When I craft a menu, I always start with the ingredients. I look at what’s in season, and then I choose recipes that best showcase the ingredients. The markets here in the Bay Area sell optimal produce that’s fresh, organic, and seasonal, and spring in California profers up superb fruits and vegetables: artichokes, fava beans, peas, spring onions, wild asparagus, baby spinach, strawberries, blueberries, cherries, and the first plums and apricots.
I also take the fishing season into account. For example, the period for anchovies and squid starts now, while sardines are available all year round. And then there are the farms. Yes, the farms. Real ones with vast green spaces where mainly cows, but also goats and lambs, are raised.
To transport my clients to Italy, I try to bring simple recipes to the table. All belong to Italian regional traditions with genuine territorial flavors that tell a story — each place and each recipe has its own story — the story of a culture founded on food and the love of sharing it.
These simple flavorful spring dishes allow me to share small Italian traditions, many of which I hadn’t thought about for a long time. Risi e bisi is a straightforward recipe with peas and rice rooted in Italy’s cucina povera, or peasant cuisine, heritage. Born in the Veneto, it’s not quite a risotto nor soup. It’s flavored with guanciale and spring onions and made sweet and harmonious with fresh peas. I cook it simply with vegetable or chicken broth. The standard risi e bisi recipe recommends placing a few pea pods in the broth. Never add nuts or herbs — just a carrot, an onion, and a stick of celery. I always incroprate any well-washed vegetable scraps. They’d be a shame to waste as they pack a ton of flavor.
The mere mention of chicory balls conjures up the perfume of Puglia. This preparation has also spread to Basilicata and Calabria, but it originated between Cilento and Salento.
Chicory is in abundance this season, and the recipe is also rather simple: chicory, breadcrumbs, grated Pecorino, and egg — there’s also a version that calls for boiled potato. The mixture is rolled into classic round meatball shapes and cooked in a pan with olive oil. I serve them with a Pecorino fondue which makes them even more delicious.
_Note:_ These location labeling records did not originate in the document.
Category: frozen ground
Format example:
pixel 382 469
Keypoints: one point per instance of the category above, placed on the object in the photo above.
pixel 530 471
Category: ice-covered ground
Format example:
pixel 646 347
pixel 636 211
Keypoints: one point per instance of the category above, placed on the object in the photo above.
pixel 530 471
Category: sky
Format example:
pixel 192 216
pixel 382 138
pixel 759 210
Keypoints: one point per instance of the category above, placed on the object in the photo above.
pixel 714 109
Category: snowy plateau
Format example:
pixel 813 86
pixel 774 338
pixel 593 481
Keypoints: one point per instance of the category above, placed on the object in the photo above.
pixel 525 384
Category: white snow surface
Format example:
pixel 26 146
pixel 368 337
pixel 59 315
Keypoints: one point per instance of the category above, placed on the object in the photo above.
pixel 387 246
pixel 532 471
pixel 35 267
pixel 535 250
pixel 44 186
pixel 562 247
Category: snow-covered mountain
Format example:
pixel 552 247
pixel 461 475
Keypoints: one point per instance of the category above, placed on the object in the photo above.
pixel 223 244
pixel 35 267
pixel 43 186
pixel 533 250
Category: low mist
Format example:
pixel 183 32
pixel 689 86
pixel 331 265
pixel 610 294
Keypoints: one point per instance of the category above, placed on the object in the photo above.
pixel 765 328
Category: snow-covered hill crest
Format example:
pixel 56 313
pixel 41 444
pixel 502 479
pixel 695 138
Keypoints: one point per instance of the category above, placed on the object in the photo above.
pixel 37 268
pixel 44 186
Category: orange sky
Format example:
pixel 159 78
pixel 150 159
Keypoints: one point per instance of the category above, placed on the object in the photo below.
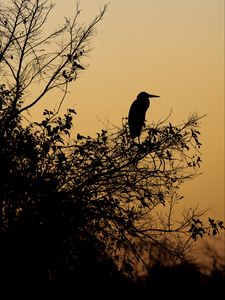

Artichokes? Alla Romana, alla giudia, parmigiana, fried, in risotto, alongside sausage — the opportunities are endless. There are large purple ones (which we call mammole or violets) that lend themselves to different traditional preparations in recipes that span the north to south while passing through splendid Rome, of course. Plus, I always source products straight from the motherland thanks to small and medium-sized export companies.
Cheese is obviously one of Italy’s most exported goods, starting with Parmigiano Reggiano and Grana Padano. For years, both of their consortia have been committed to protecting their excellence and supporting their exports. Parmigiano from the Vacche Brune (Brown Cow) or Vacche Rosse (Red Cow), and 24-month aged Grana Padano are indispensable. It’s pretty much impossible to cook Italian without these fantastic cheese varieties, which are found in countless preparations and recipes.
Then Pecorino — Sicilian, Roman and Tuscan — Taleggio from Lombardy, Robiola with three milk from Piedmont, Fontina from Val d'Aosta, goat and sheep Caciottine from Sardinia and buffalo mozzarella, fresh ricotta and burrata from Campania.
There’s also an excellent selection of extra-virgin olive oil, flour, and tomatoes. Piennolo and San Marzano tomatoes; einkorn stone ground spelt flour; organic olive oil from Sicily, Tuscany, and Sardinia; Storo yellow flour; balsamic vinegar from Modena; Sicilian capers in salt; Sicilian almonds from Noto; Taggiasche olives from Liguria; and anchovies from Campania. The Caponatina Lab pantry is stocked with these products, which never fail to render the dinner transportive.
My favorite moment during these private dinners is when I tell guests where the products originate, their history, and explain the recipes in which they’re used while elaborating on how I incorporated them into the evenings’ dishes.
Bringing a small piece of my country to people's homes never fails to make me happy, and in doing so, I get to temporarily travel there myself every time.